The current effort, the subject right now of a series of public hearings, is ill-timed as the downtown fights its way through a tangle of related issues. The future of the Colt building, an absurd debate which may have started this quixotic process, goes to the heart of this discussion. Once a workable part of the downtown, the building is now functionally obsolete, dilapidated and, through no fault of its own, happens to be sitting in the wrong place. Call the whole of downtown a historic district and the methods of adapting and correcting such troubled situations are made more complex and more political.

Here’s our advice:

The village board and the Historic Preservation Commission should take the overarching historic district off the table right now and completely. It has further infuriated and alienated the downtown business community. It is a non-starter.

The board and the HPC should state the practical and the political reality and announce now that no recommendation from the commission will be forthcoming until well after the current, and in terms of downtown development, discredited village board has been altered by voters in April.

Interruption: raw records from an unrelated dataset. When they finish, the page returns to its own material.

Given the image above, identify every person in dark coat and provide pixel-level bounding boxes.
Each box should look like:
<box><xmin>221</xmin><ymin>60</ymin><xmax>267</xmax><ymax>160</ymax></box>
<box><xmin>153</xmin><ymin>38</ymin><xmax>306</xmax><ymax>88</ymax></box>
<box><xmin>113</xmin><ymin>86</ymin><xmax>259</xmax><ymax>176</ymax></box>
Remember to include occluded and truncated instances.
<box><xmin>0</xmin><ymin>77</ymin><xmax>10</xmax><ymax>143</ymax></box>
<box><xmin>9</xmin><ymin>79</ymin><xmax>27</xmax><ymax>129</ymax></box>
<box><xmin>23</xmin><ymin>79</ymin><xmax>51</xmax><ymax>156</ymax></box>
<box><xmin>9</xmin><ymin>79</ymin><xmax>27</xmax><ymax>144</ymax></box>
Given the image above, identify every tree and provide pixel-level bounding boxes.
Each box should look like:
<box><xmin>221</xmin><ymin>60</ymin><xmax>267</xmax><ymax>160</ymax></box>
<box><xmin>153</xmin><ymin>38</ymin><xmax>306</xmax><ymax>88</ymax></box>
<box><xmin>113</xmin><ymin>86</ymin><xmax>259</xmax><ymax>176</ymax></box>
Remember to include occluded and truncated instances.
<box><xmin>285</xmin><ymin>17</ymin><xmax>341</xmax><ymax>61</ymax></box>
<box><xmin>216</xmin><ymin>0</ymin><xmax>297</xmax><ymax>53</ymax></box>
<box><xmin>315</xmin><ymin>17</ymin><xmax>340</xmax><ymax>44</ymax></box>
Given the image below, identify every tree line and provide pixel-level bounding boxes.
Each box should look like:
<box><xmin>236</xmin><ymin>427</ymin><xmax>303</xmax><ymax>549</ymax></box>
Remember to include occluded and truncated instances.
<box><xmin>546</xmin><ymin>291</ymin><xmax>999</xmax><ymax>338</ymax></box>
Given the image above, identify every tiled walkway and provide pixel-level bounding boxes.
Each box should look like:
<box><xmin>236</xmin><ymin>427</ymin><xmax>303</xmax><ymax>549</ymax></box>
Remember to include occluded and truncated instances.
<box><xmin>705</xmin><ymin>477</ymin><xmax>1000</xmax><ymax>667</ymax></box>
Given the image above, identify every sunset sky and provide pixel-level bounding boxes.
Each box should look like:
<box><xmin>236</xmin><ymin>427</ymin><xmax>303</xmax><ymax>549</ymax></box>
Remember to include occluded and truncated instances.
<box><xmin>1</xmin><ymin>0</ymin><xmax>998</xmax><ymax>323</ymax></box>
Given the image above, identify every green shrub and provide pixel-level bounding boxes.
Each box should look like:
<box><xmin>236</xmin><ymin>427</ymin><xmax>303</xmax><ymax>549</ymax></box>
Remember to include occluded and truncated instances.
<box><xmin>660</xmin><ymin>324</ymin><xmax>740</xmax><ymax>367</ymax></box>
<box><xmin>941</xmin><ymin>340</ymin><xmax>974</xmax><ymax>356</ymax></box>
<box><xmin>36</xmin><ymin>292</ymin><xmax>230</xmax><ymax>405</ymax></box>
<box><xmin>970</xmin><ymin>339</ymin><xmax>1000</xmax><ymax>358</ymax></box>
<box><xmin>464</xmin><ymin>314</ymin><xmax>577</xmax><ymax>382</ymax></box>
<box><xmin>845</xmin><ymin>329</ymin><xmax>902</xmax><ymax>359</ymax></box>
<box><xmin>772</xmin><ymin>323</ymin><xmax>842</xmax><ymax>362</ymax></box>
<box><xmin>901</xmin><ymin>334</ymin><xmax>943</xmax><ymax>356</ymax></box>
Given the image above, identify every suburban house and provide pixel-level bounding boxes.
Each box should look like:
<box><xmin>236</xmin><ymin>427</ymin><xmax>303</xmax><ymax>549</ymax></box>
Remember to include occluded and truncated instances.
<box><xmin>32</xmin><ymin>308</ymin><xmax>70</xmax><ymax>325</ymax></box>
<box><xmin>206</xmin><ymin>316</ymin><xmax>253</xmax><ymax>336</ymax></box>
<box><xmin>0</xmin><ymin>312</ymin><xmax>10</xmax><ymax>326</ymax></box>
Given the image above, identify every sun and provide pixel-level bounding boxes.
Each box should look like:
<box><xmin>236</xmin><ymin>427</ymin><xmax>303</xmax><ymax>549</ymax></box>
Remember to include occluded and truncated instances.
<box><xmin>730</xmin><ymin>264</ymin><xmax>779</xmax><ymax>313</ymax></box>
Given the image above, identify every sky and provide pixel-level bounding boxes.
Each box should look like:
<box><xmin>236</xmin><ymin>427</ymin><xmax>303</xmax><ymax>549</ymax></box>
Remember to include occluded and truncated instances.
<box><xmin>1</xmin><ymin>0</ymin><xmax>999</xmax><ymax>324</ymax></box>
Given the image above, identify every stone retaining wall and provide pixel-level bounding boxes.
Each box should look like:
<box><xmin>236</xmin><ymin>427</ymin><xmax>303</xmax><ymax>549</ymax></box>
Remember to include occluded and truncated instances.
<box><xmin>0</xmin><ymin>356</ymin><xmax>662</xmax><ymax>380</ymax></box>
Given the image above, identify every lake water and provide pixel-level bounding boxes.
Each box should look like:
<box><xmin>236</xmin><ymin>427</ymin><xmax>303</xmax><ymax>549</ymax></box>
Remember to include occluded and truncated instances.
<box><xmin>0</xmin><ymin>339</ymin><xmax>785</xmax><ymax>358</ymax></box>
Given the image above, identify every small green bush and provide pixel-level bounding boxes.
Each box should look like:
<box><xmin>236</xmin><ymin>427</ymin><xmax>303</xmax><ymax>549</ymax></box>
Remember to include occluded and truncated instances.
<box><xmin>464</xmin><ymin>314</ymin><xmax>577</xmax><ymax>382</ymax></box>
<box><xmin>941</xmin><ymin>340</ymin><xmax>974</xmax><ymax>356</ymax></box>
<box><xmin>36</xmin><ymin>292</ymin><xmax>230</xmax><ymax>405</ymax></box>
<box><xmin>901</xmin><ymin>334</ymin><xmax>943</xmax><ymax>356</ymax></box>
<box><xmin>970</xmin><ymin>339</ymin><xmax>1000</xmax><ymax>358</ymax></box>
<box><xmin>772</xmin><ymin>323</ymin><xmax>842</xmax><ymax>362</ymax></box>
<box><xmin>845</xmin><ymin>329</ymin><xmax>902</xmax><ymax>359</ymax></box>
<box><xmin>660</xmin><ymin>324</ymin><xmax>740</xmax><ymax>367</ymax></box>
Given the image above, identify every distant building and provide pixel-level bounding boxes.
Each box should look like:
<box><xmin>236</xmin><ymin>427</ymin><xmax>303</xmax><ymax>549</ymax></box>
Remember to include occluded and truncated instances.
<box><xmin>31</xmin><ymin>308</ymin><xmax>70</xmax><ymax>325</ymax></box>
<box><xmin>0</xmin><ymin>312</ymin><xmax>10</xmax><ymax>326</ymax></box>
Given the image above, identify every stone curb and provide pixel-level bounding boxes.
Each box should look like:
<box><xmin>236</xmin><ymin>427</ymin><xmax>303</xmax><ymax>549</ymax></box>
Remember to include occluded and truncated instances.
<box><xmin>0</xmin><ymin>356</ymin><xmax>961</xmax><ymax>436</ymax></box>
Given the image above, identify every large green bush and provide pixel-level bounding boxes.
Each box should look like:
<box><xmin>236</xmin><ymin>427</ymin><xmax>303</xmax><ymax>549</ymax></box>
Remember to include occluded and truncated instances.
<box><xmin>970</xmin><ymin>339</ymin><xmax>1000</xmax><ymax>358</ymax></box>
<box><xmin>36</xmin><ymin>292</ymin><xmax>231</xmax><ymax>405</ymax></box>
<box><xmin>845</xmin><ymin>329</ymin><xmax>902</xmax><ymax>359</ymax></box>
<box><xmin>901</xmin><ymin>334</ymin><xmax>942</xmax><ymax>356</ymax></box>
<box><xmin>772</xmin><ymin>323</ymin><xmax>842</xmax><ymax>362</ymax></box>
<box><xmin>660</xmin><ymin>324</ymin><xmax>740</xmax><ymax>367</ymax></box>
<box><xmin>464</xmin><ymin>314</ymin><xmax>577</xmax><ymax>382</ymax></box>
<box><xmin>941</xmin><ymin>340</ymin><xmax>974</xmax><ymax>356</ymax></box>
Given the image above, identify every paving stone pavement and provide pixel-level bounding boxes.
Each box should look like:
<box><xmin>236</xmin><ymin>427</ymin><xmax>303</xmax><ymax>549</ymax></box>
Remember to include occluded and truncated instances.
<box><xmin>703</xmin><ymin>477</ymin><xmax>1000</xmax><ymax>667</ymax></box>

Downtown property owners, especially those who own the several architectural gems in the district, must be engaged, and must be willing to become engaged, in a fruitful discussion of how those buildings will be preserved for generations to come. Imposing a district, or even landmark status, on the holdings of a highly entrepreneurial group is a shortsighted way to pick a fight. How about we stop doing that in Oak Park?

 

How about talking?

Ping pong comes to mind when we consider the back-and-forth, convoluted and mixed messages sent to developers, and potential developers, in Oak Park.

The most recent example of theatre of the bizarre was last week when John Schiess and Alex Troyanovsky lost a bid to build townhomes at South Boulevard and Home Avenue. The vote was a volley of parliamentarian super-majorities, missing and recused trustees, a Plan Commission upholding what it thought was the village’s plan for the site, and neighbors feeling snubbed when the development they felt they had negotiated in good faith with Schiess for low-rise townhomes went poof.

How do we keep getting to this point?

What would happen if reasonable people representing all sides-developers, village staff, commission members, neighbors, the business community-sat at the same table early in the process and talked through their varied interests? It could not be worse than the time-consuming, costly and cynicism-inducing process we keep stumbling through.